Postoperative phases

The aftercare can be divided into four phases of healing:

  • Inflammatory phase (week 1–3)
  • Early repair phase (week 4–6)
  • Late repair and early tissue remodeling phase (week 7–12)
  • Remodeling and reintegration phase (week 13 onwards)

Full details on each phase can be found here.

Postoperative treatment

If there is swelling, the hand is supported with a dorsal splint for a week. This would allow for finger movement and help with pain and edema control. The arm should be actively elevated to help reduce the swelling.

The hand should be splinted in an intrinsic plus (Edinburgh) position:

  • Neutral wrist position or up to 15° extension
  • MCP joint in 90° flexion
  • PIP joint in extension
Dorsal splint to treat a dislocation of the proximal interphalangeal joint

The reason for splinting the MCP joint in flexion is to maintain its collateral ligament at maximal length, avoiding scar contraction.

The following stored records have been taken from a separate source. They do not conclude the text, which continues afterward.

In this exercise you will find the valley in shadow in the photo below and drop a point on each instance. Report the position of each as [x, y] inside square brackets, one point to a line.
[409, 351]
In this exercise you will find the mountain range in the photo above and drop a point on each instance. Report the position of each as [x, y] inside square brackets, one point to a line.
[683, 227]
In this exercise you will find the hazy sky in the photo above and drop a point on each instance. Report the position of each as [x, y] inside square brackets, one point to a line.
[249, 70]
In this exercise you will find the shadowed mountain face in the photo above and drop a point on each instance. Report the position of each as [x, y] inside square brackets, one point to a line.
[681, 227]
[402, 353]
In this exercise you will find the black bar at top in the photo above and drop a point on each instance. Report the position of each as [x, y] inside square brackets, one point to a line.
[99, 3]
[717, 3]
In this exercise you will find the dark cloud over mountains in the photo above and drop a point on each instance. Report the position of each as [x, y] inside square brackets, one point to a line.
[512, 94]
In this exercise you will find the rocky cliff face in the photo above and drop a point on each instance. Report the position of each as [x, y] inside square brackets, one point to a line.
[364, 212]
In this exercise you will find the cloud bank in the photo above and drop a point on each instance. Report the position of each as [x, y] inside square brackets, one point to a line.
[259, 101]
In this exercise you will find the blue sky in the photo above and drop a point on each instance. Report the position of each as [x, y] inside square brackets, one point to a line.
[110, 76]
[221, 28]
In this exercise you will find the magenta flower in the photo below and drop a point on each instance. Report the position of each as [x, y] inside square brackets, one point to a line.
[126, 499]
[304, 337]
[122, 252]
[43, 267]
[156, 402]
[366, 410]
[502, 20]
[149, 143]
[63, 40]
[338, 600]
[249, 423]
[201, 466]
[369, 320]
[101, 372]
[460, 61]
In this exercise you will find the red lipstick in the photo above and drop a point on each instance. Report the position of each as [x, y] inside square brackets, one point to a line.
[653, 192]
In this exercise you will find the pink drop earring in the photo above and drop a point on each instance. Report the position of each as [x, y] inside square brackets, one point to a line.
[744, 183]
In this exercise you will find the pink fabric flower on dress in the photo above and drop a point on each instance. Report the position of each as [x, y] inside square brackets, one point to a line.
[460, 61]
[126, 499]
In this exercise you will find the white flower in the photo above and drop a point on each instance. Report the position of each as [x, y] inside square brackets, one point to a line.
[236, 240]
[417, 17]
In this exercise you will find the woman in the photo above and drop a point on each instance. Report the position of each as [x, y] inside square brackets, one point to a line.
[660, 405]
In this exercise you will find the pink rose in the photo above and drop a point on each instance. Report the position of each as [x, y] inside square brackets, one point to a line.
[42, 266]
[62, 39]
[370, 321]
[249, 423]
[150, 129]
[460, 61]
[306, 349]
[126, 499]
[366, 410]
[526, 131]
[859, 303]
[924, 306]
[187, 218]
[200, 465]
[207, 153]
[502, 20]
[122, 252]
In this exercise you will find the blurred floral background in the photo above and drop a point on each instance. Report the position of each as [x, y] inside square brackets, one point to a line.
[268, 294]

PIP joint extension in this position also maintains the length of the volar plate.

73 P130 Lag screw fixation

After subsided swelling, protect the digit with buddy strapping to a neighboring finger to neutralize lateral forces on the finger.

Buddy strapping avoiding direct skin contact with adjacent fingers as conservative treatment

Functional exercises

To prevent joint stiffness, the patient should be instructed to begin active motion (flexion and extension) immediately after surgery.

Functional exercises for the hand

Follow-up

See the patient after 5 and 10 days of surgery.

Implant removal

The implants may need to be removed in cases of soft-tissue irritation.

In case of joint stiffness or tendon adhesion restricting finger movement, arthrolysis or tenolysis may become necessary. In these circumstances, the implants can be removed at the same time.